According to her, the court could have considered the constitutionality and the lawfulness of two questions proposed by Reid, in the particular circumstances of this case with respect to being a dual citizen in the House and voting against one’s list.
Justice Persaud, however, upheld the decision of the Chief Justice in the High Court, stating that the questions relating to Persaud’s nomination to the National Assembly ought to have been brought by way of an Elections Petition, and as such, the Court had no jurisdiction to deliberate on those particular questions or declarations sought.
However, on the issue of whether Persaud’s vote on the night of December 21, 2018, the Appellate Judges agreed that his vote was saved by Article 165 (2) of the Constitution. The Chancellor, in detailing her decision, said Persaud had informed the Speaker of the National Assembly, Dr.

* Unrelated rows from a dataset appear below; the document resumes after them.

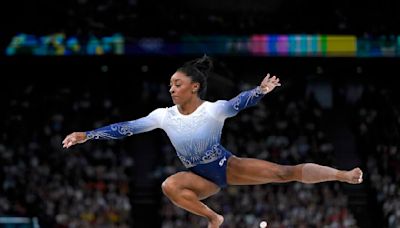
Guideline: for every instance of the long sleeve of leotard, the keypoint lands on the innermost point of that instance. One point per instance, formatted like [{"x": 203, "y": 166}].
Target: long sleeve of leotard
[
  {"x": 128, "y": 128},
  {"x": 224, "y": 109}
]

Barton Scotland or his List Representative, he would have ceased to be a member of the House but that did not happen on December 21, 2018.
“As I see it, if one declares in writing that he or she will not support the list from which his name is extracted, that persons ceases to be a member. Likewise, if one declares his support for another list that person ceases to be a member…If one votes for another list without intimating to the Speaker or his Representative of the List that he will not support the list or that he is supporting another list, that vote is still valid,” Justice Cummings-Edwards explained.
The Chancellor noted that the Constitution provides a penalty for such action, as well as provisions for the recall of that member by the Representative of the List as outlined in Article 156. As such, she ruled that his vote was valid and was counted among the 33 were in favor of the No-Confidence Motion.
Justice Gregory’s positions were similar in this regard. Like the Chief Justice and the Chancellor, Justice Gregory ruled that Persaud’s ‘yes’ vote was valid. “I agree with this on the proper construction of Article 156 (3), Charrandass Persaud seat was not yet vacant when he voted, and although the spirit and intent of Article 156 was to prevent voting for against one’s list and voting for another list, when the constitution is viewed as a whole, I am not satisfied that his vote was a nullity,” Justice Gregory concluded.
Senior Boston had argued that Persaud could not have voted against his own list, by Justice Gregory pointed to Article 179 and Article 180 which allow members to vote against their list in circumstances.
“My finding is that his vote was valid and effective, and was properly ruled to have been cast, and the 33rd of the vote cast in favour,” she concluded.
On the question of dual citizenship, she also upheld the decision of the High Court. “Although it was found that Mr. Persaud was disqualified I find that Article 165 (2) applied to his participation in the proceedings on December 21, 2018, and I view the proceedings, including the debates and the subsequent vote, having being extracted from his Party’s list, and seated as a Member of the National Assembly and participated in the proceedings, his participation was saved and the entire proceedings were saved including his vote,” Justice Gregory concluded.
She ruled that the appeal was dismissed except in relation to the finding on jurisdiction. As in the previous issues, Justice Persaud fully with the analysis and conclusion of the Chief Justice. On the issue of dual citizenship, he said there was a lack of evidence to suggest that Persaud knew that he was not qualified to be elected to the National Assembly by virtue of his dual citizenship.
“It seems that other members of the National Assembly were similarly unaware of their own status prior to the definitive pronouncements by your honour Chief Justice,” he posited.